Lelia Chealey said...

Joy,
Taking care of loved ones can be very frustrating & tiring. I did home health/hospice for 16+ years. I love that you allowed God to minister to your heart and speak to you. How awesome!!
I pray you feel strength and how priceless to be the one to help them out.
Love ya,
Lelia

Leah Adams said...

What a precious picture of your parents and what a testimony to love and endurance. I know that dealing with aging parents is difficult, however I believe that the Lord expects us to care for them in the same way they cared for us when we were helpless.

It is so hard in this "ME" centered world to change our focus and think about someone else but I applaud you for doing so.

Tracy said...

Dear Joy,
I've had a small taste of what you're experiencing, and I sympathize, my friend. Caring for aging parents can be an especially challenging task. Couldn't agree more with your thoughts today...it truly is so often a matter of choosing to endure or embrace. I appreciate your willingness to be real and transparent. Praying for you, that God will strengthen you, encourage you and ready you for this particular season. I'm also praying for your precious parents.

Blessings,
Tracy

Lynn Cowell said...

Joy,
Stopped by to check on how everything is going with your parents. Hope you are being encouraged by His strength today!
Lynn

Pamela (His maidservant) said...

Unbelievable..."Yesterday the Lord showed me that I have been enduring instead of embracing these days". This too is the message I have been receiving. "The time came"...you are right, the time is now to live in the day, nothing else, embracing Him in the moment. Beautifuly written friend.

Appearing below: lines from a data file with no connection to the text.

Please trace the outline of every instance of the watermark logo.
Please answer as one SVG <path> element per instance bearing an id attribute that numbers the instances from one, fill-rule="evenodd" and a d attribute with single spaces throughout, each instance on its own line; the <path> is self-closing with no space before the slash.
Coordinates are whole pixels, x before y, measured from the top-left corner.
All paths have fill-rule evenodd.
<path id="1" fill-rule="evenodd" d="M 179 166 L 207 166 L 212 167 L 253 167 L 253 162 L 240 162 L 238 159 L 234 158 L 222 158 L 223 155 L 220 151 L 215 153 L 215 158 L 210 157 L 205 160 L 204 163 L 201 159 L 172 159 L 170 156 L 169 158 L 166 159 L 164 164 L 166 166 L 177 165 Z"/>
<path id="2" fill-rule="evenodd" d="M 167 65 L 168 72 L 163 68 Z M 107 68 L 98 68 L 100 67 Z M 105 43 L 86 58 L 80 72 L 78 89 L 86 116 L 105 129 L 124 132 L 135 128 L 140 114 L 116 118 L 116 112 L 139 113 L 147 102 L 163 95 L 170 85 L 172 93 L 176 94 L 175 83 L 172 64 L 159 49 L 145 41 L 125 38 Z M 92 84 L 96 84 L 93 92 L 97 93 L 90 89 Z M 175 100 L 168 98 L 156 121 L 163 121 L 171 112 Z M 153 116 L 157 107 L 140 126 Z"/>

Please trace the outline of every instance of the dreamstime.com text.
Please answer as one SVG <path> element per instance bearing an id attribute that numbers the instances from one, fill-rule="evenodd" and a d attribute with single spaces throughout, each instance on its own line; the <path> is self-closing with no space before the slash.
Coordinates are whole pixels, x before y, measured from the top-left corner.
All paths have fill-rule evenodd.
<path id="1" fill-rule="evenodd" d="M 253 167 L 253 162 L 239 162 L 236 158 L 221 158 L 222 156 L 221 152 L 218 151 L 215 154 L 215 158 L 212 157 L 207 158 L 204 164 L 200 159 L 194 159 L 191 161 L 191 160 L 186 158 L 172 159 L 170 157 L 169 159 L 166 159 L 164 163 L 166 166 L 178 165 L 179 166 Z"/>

I received my She Speaks CD's a couple of days ago. They had some technical problems. Even one of the CD's I received is defective. I hate sending it back and burdening them with this. I am sure your CD's will be arriving soon.

Blessings!

In His Graces~Pamela

Anonymous said...

Good Morning, Joy,
Thank you for linking me back to your post about your dad. My father passed away 9 years ago of Lymphoma. He, too, was a wonderful father. It is so difficult to switch roles when our dads have always been the strong, dependable ones. I pray that the Lord will give you the grace you need each and every day to be your parent's servants!